As more digital transformation initiatives are deployed in enterprises, a big security risk continues to be a decidedly old-fashioned technology: passwords, Frietzsche notes, especially with so much data today residing in the public cloud. While an obsolete technology, passwords remain something we still rely on so much today, he says. And they are easily hackable.

“So we have to all learn about the different types of clouds and what you’re responsible for,’’ he says. For example, AWS will assume responsibility for the security of the cloud infrastructure, but the data you put in is your responsibility, “and sometimes, we don’t realize that, and we think “Oh, Amazon has security and now your stuff is out there, and it’s exposed.”

Cloud computing is the biggest risk, he stresses, because despite all the benefits it provides, “we’re transforming how we store and where we store” information.

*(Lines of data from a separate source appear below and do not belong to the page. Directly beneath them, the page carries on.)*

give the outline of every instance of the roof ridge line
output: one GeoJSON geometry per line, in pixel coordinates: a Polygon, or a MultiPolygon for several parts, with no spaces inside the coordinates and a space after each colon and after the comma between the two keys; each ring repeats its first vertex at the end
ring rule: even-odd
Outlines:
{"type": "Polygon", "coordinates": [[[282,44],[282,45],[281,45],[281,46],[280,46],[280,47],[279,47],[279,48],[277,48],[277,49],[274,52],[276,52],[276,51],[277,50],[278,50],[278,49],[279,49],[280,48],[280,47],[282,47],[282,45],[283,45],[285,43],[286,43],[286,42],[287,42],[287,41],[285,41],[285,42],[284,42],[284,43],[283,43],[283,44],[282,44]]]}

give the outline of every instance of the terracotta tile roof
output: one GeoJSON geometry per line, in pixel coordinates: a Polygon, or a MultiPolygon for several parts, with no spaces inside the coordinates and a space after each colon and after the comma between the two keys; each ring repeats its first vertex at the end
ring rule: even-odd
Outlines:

“As we transform,” he adds, “we have to make sure we’re accounting for additional security problems that come with that and where we go wrong is making [security] onerous for users.”

This requires continuous threat intelligence on the part of security teams, Frietzsche says.

What he worries about pretty much hasn’t changed -- whether it’s a digital initiative or day to day security concerns – it remains ransomware and email phishing attacks. “In the old days, hackers tried to break your firewall,’’ he says. “Today, they’re just phishing your users.”

Yet, CISOs like Frietzsche know that digital transformation is an ongoing process in most organizations today and it will likely continue as long as technology keeps evolving. For security professionals, it means staying hyper vigilant.